This One Has My Attention

You all know my position on bundled payments – bullish. The most recent controversy has been about voluntary programs vs. mandatory programs. There are good arguments favoring mandatory bundles, but that’s not what I am going to talk about. The CMS has created a new voluntary bundled payment model: Bundled Payments for Care Improvement Advanced (BPCI Advanced). It starts in October and I thought you should be aware of it. Basically, this is a single retrospective payment for a clinical episode in an inpatient or outpatient setting, for a specified MS-DRG or HCPCS code. So, this is an Advanced APM (think MACRA).
Participants will receive payments from Medicare if total spending for a Clinical Episode is below a Target Price. Participants may receive adjustments to their payments under the model based on quality performance. There are 29 inpatient Clinical Episodes (MS-DRGs) and 3 outpatient Clinical Episodes (HCPCS codes) to choose from. The Episode is the admission + 90 days for inpatient, and procedure + 90 days for outpatient. The single payment will include all inpatient hospital and physician services, all ambulatory physician services, post-acute care services, and hospice care – basically all Medicare Part A & B services. Readmissions are fair in that they are paid separately if the event is for an excluded MS-DRG.

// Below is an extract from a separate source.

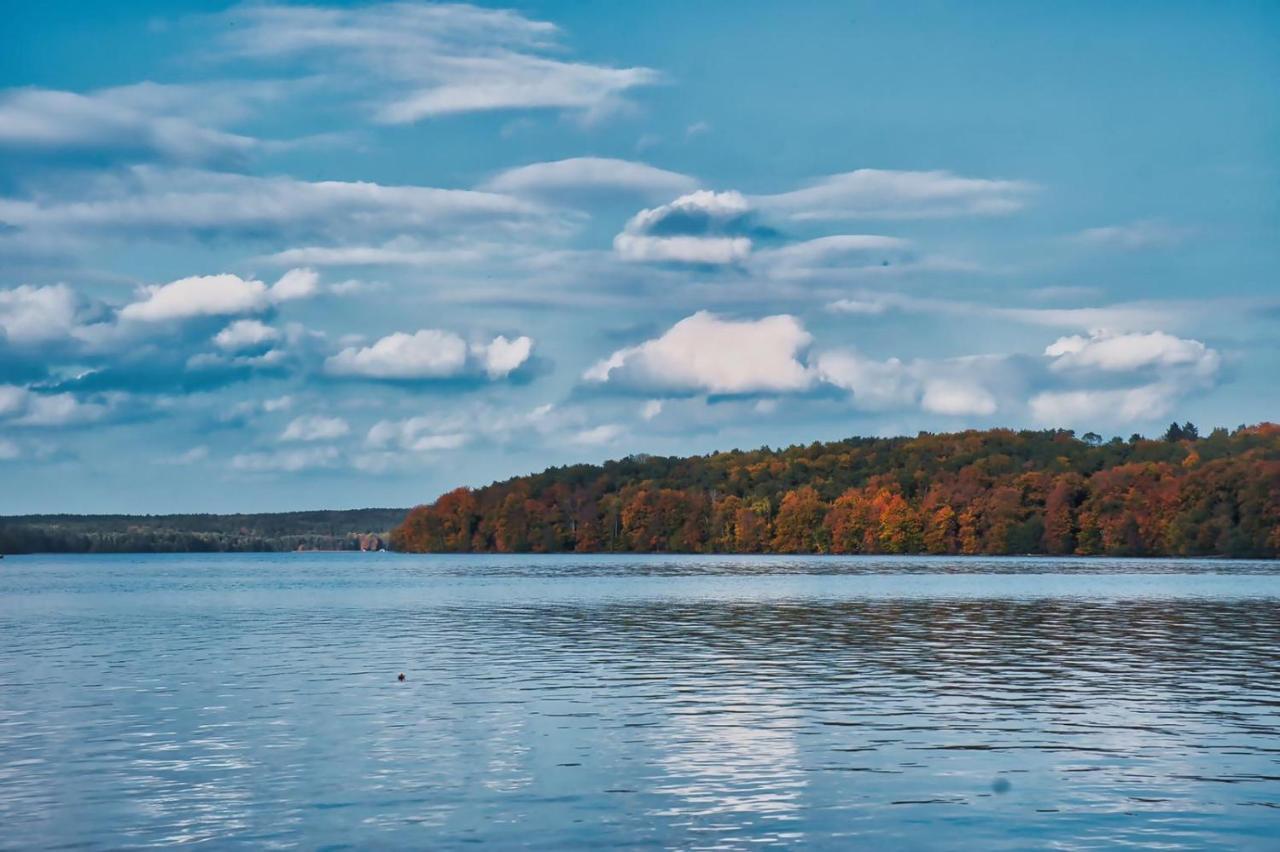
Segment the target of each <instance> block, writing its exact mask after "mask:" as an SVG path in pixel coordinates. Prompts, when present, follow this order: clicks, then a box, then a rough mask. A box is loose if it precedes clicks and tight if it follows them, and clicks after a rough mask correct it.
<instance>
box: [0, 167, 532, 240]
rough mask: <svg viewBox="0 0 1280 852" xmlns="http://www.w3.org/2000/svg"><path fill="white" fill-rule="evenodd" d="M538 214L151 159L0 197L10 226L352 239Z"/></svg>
mask: <svg viewBox="0 0 1280 852" xmlns="http://www.w3.org/2000/svg"><path fill="white" fill-rule="evenodd" d="M544 215H545V211H544V210H543V209H541V207H539V206H538V205H536V203H534V202H531V201H527V200H521V198H516V197H512V196H506V194H499V193H492V192H476V191H471V189H438V188H434V187H415V185H384V184H378V183H367V182H343V180H317V182H307V180H298V179H296V178H285V177H255V175H244V174H230V173H215V171H202V170H195V169H165V168H157V166H132V168H129V169H127V170H124V171H122V173H110V174H105V175H100V177H97V178H95V179H92V180H88V182H86V183H84V184H83V187H79V188H78V191H77V192H74V193H70V192H69V193H67V194H63V196H56V197H55V196H46V197H41V198H38V200H26V198H0V221H5V223H8V224H9V225H12V226H14V228H19V229H22V230H24V232H33V233H42V234H72V235H100V237H152V238H163V237H170V235H178V237H204V238H209V237H243V238H262V237H266V235H274V237H292V238H301V237H316V235H319V237H333V238H340V239H352V238H355V237H360V235H367V234H384V233H388V232H393V233H399V232H404V230H415V232H425V230H433V229H434V230H448V232H449V233H454V232H456V230H457V229H460V228H462V226H466V225H484V226H485V228H494V226H499V225H503V224H527V223H530V221H535V220H540V219H541V217H544Z"/></svg>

Payment is by retrospective reconciliation. That means CMS pays submitted claims first, like usual, then calculates providers’ total Medicare spending on the full Clinical Episode. If spending was below target price, CMS pays you up to target price; if spending was above, you owe CMS back. However, there is a stop/loss or gain limit, capped at +/- 20% of final Target Prices. So your upside and downside risk is limited. A couple more enhancements: coverage is allowed for SNF care (even if < 3-day hospital stay), and telehealth coverage is expanded to the home.

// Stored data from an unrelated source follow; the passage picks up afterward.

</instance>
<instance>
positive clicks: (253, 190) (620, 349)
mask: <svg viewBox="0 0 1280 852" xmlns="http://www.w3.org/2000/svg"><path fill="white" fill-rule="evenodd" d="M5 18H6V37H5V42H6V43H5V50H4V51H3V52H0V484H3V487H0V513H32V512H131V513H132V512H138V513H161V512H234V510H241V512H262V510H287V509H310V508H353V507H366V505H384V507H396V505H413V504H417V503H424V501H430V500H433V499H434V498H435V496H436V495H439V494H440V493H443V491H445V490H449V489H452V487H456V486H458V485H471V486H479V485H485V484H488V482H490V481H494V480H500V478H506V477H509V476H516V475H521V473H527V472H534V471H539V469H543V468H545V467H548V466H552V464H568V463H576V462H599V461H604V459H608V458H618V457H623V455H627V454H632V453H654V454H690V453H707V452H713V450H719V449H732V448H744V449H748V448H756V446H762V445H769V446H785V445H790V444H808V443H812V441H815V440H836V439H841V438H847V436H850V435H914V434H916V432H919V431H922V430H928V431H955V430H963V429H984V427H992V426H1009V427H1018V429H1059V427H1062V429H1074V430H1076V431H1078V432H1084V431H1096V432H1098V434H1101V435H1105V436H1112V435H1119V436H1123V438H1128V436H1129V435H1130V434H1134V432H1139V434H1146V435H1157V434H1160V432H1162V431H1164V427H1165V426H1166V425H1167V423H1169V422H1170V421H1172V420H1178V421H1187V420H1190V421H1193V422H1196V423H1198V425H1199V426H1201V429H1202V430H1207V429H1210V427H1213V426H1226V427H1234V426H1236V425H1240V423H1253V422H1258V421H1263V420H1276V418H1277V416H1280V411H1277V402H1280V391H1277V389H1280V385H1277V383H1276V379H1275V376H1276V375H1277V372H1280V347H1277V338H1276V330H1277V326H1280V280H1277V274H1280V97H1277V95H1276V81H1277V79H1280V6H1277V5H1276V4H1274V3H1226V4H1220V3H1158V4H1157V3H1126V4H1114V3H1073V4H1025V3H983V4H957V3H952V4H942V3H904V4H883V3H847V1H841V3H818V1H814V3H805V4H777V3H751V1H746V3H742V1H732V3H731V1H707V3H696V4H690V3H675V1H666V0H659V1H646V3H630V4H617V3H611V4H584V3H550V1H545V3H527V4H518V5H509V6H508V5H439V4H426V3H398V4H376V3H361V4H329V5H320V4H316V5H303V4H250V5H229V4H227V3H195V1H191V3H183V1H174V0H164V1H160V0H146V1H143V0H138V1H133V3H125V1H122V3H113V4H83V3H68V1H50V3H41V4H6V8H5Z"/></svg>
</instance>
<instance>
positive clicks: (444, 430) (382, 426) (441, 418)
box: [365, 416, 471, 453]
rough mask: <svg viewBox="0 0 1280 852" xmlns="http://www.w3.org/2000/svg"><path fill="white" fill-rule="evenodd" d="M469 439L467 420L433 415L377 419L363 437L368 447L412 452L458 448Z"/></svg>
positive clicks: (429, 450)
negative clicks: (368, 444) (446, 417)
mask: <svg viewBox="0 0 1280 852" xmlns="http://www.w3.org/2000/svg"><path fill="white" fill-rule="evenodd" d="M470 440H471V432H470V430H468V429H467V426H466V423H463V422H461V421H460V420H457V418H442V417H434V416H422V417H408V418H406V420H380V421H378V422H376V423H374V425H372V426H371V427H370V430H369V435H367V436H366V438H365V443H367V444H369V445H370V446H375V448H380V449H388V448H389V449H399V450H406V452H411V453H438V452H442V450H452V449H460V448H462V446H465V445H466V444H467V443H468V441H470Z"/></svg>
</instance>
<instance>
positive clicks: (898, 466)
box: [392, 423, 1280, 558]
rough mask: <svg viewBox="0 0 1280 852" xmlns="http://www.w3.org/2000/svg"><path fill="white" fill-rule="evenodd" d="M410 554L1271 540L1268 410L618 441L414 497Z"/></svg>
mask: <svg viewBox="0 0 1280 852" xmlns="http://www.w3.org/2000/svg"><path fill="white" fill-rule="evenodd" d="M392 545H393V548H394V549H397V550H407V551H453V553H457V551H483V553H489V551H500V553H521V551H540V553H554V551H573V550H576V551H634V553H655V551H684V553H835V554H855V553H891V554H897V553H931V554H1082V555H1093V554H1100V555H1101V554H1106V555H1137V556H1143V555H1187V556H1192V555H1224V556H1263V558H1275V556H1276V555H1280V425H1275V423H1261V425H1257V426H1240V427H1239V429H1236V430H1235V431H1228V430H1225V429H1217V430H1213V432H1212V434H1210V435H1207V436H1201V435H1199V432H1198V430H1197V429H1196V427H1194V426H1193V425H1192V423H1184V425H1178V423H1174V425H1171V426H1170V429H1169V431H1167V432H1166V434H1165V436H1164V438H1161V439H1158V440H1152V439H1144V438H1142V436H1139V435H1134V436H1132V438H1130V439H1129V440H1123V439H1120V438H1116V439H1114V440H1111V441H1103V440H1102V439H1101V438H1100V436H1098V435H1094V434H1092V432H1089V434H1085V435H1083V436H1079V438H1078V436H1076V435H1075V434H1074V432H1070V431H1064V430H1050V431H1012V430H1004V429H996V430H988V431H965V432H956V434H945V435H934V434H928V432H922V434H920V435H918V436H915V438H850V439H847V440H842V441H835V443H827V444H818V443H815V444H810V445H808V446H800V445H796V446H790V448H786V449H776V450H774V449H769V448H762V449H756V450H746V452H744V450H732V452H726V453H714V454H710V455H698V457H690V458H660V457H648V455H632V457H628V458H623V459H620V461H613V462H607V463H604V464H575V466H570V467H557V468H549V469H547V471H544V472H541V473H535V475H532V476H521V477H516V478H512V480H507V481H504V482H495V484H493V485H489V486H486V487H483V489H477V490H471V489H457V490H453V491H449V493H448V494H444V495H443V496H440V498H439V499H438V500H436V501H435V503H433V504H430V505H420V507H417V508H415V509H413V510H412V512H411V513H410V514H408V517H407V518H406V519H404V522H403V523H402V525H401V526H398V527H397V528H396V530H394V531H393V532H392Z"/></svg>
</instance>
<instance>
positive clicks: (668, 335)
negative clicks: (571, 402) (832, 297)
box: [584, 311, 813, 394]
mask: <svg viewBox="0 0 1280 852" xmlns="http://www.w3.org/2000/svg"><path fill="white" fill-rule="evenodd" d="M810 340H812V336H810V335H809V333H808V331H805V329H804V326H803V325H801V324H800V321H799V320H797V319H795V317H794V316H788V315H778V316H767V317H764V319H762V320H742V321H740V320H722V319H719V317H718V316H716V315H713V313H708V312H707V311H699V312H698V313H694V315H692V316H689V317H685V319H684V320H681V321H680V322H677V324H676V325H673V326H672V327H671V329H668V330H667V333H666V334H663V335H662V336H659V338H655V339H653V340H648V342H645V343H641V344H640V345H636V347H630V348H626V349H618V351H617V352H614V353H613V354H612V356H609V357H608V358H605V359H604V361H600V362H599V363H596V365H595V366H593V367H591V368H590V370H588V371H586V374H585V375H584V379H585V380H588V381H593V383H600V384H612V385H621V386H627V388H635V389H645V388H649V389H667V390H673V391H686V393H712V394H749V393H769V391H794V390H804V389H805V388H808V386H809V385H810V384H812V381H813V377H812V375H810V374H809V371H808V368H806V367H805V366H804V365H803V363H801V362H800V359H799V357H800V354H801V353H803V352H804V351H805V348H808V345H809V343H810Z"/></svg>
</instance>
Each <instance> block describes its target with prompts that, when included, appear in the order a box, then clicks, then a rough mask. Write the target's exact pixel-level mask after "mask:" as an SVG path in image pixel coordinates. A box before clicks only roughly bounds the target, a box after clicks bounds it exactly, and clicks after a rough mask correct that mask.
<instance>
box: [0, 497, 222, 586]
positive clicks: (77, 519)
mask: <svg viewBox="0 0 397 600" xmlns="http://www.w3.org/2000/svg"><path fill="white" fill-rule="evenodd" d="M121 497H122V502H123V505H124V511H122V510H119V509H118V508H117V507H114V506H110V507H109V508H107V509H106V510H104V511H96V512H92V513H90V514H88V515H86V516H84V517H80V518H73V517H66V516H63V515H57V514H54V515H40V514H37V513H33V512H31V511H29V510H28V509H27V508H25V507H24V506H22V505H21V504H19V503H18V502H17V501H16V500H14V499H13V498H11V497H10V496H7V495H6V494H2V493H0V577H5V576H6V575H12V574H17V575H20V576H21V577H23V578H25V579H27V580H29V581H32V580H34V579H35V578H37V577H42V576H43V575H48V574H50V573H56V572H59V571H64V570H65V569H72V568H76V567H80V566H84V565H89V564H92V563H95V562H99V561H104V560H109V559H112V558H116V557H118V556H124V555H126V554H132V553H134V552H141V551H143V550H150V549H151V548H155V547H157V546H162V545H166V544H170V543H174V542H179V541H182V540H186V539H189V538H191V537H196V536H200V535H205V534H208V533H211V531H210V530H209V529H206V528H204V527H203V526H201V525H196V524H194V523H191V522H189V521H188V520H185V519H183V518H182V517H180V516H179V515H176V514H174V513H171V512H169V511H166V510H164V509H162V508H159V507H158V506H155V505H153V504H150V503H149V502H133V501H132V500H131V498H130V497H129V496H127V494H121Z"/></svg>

If a practice meets the other criteria for Advanced APM, this could qualify for the 5% incentive payment on top, making the downside risk even smaller. There is a variety of medical diagnoses as well as surgical procedures to pick from. You may recall that I believe episodic payment models will be easier to operationalize in Montana, where ACO models with lower attributed beneficiaries may struggle to avoid inadequate margins and downside risk that is eventually coming. For those of you who did apply, I would love to hear from you as we may be able to help. The program begins in October, and for most of us, we will watch the outcome with the first cohort, with a second opportunity to participate coming in January, 2020.